IPB

Welcome Guest ( Log In | Register )

 
Reply to this topicStart new topic
AAC encoding from dff files
hlloyge
post Jan 31 2012, 10:51
Post #1





Group: Members
Posts: 695
Joined: 10-January 06
From: Zagreb
Member No.: 27018



Hello all.

I have a question; I have a tune in dff (sacd rip) format which I obtained by shady sources, and it is not relevant for this discussion.

What I want to know is, how to encode it to aac? I am using foobar2000, and I loaded dff decoder plugin, and the song plays fine.
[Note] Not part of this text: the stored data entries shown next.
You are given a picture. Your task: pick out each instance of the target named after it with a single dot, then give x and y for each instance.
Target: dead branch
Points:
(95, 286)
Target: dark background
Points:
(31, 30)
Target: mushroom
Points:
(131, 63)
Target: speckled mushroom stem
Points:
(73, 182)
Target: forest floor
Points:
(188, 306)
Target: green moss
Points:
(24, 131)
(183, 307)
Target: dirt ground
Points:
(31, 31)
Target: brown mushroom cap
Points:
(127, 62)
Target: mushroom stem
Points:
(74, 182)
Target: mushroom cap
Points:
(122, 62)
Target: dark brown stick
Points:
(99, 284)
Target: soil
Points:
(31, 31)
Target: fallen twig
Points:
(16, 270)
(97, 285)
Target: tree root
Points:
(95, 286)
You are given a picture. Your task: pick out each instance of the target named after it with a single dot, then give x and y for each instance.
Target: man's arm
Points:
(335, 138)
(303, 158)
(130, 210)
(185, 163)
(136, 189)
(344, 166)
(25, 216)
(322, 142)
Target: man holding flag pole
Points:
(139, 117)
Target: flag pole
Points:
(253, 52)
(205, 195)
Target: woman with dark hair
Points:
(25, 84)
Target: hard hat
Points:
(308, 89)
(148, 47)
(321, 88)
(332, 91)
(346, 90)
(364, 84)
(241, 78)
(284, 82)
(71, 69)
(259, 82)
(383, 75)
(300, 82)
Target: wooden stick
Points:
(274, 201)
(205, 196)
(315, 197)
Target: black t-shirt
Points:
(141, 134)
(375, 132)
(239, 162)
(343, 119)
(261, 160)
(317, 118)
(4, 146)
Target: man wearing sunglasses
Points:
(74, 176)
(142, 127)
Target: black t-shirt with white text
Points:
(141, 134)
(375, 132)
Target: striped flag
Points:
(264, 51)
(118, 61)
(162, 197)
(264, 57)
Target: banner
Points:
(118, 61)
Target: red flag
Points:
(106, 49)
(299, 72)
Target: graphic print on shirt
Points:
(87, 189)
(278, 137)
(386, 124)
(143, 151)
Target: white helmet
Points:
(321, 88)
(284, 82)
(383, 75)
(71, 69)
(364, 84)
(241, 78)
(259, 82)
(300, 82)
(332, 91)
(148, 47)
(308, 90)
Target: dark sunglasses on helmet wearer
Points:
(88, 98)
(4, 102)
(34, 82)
But drum at the beginning peaks far above 0 dB, I guess it goes to +6. When I encode it to AAC, I use sox resampler plugin to convert it to 44100, but then it also peaks far above, but a bit less, I guess something about +3 or +4. I think it is because it is decoded AFAIK to 32bit float, which can handle higher peaks. I don't hear distortion whatsoever in original and encoded file, at least not on my desktop speakers, I haven't done any ABX test.

The question is - is this OK? I know mp3 doesn't have bit depth in the normal way wav file has; but I don't know about AAC. Can it handle that high input for encoding and decode it properly, without artifacts, or would I have to use some sort of peak limiting before encoding, or just decode it to wav and then load it up in Audacity and normalize it's peak limits to zero?

Thank you.
Go to the top of the page
+Quote Post
nu774
post Jan 31 2012, 13:59
Post #2





Group: Developer
Posts: 514
Joined: 22-November 10
From: Japan
Member No.: 85902



In theory it is OK (same as MP3). However, it might depend on implementations.
At least encoder has to be able to eat float PCM. Same for decoder.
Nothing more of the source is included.